The $\kappa$ value annotated above each bar is the relative information: the fraction of the full 5-star system’s learning efficiency that the optimal binary system retains.

Aside: By Theorem 1 of Murphy (2026), a binary system is preferred to the 5-star system when binary reviews are submitted at least $1/\kappa$ times as often. The breakeven multipliers are greater than 1 (Literary Fiction: 1.31×; Romance/Non-Fiction/Young Adult: ~1.37–1.38×), which means that we need more reviews for the binary system to be judged against exact star-counts. I’m choosing to ignore this for now.

Optimal binary threshold cutoff by genre, annotated with κ values
Figure 3. Optimal binary cutoff threshold by genre. Bar colour indicates symmetric (green) vs asymmetric (red) threshold. $\kappa$ values annotated above each bar.
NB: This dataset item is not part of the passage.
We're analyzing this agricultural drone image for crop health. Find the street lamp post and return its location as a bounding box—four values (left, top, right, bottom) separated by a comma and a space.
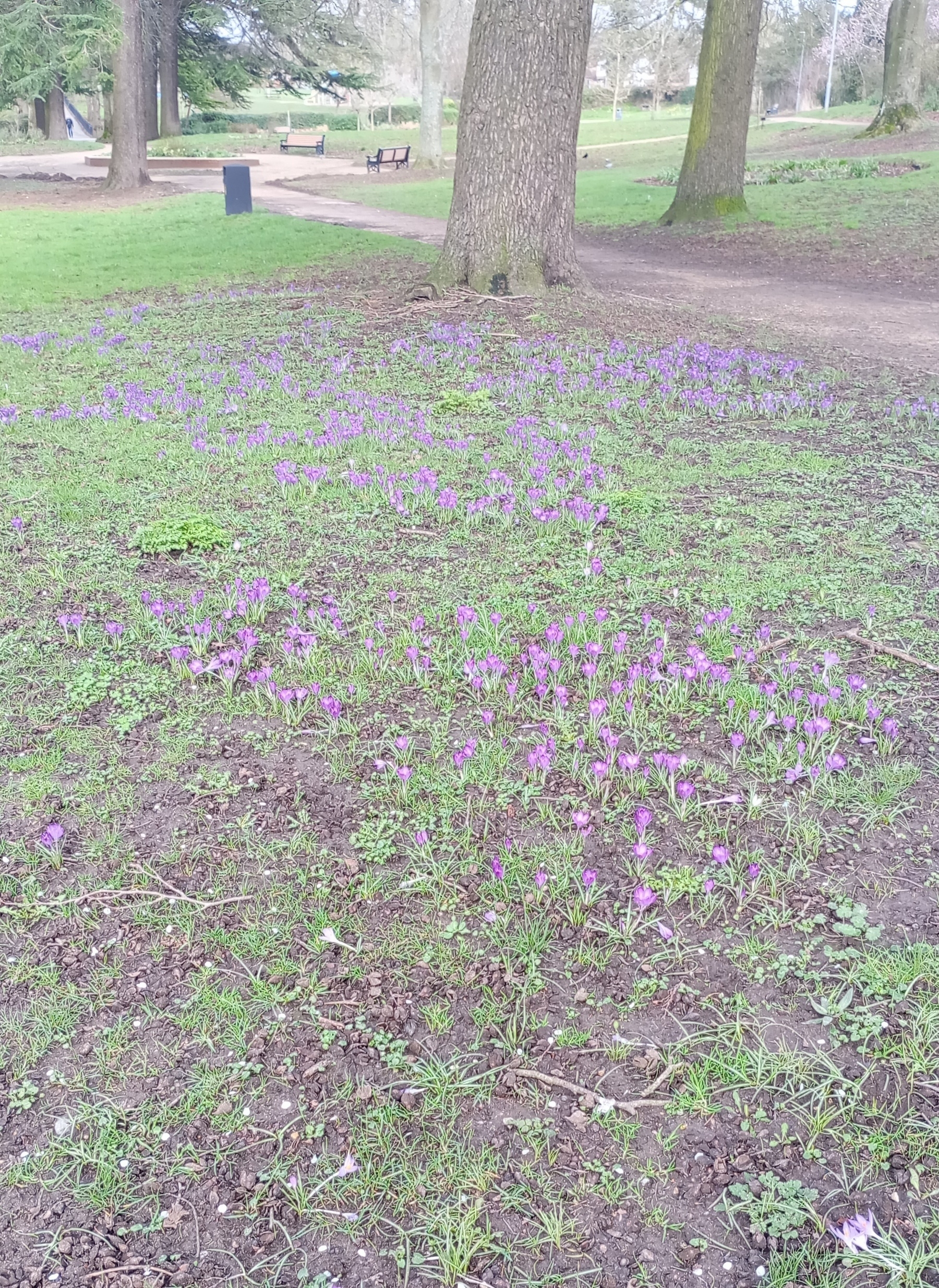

Every genre’s optimal binary system maps 1–3 stars to “bad” and 4–5 stars to “good.” This is the symmetric threshold, coded green. It is consistent with Murphy’s prediction for the heterogeneous-reviewer regime. Note the $\kappa$ value: the penalty of compressing to binary is large — I’m losing over 20% of useful information when I compress my ratings. However, the information loss is the least in literary fiction, because tastes are sufficiently heterogeneous.

Full κ landscape across all binary threshold cutoffs and genres
Figure 4. Full empirical $\kappa$ landscape across all binary cutoff thresholds and genres.

This figure reveals the full empirical $\kappa$ landscape, showing which regime Goodreads occupies and how steep the information penalty is for moving away from the optimum.

For Romance, Young Adult, and (to a lesser extent) Non-Fiction — the symmetric and asymmetric thresholds for good and amazing books are the same. Put differently, on a 5-star scale, the fourth and fifth stars are functionally equivalent to three stars. This makes an optimal decision threshold of 3 iffy, because we have no credible way to differentiate the good from the excellent. In an ideal world, I should be able to differentiate a good romance novel (say, Book Lovers) from an excellent romance novel (Oscar and Lucinda), but it doesn’t look like Goodreads is the ideal setting for that.

In any case, I would like to minimise the possibility of a bad reading experience. For these genres, I will only choose books rated $\geq 4$, since they will be at least good, and possibly amazing (although I will not be able to differentiate this ex-ante).1

Now let’s go back to literary fiction (and fantasy), where good-or-not (symmetric) and amazing-or-horrible (asymmetric) thresholds capture different information. This is excellent news for me, because it means that a threshold rating of $\geq 3$ is a sufficient statistic for me to determine that a book will be at least good, and a rating of $\geq 4$ means that a book will be great. My problem is now solved.2


  1. In an ideal world, Goodreads will redesign its rating system for these genres to an asymmetric binary. 

  2. In practice, I’m not always drawing from the top 1,000 books in a genre, so the rating threshold helps me solve for $m_b$ each time. Determining whether $b$ satisfies my idiosyncratic tastes is still my cross to bear.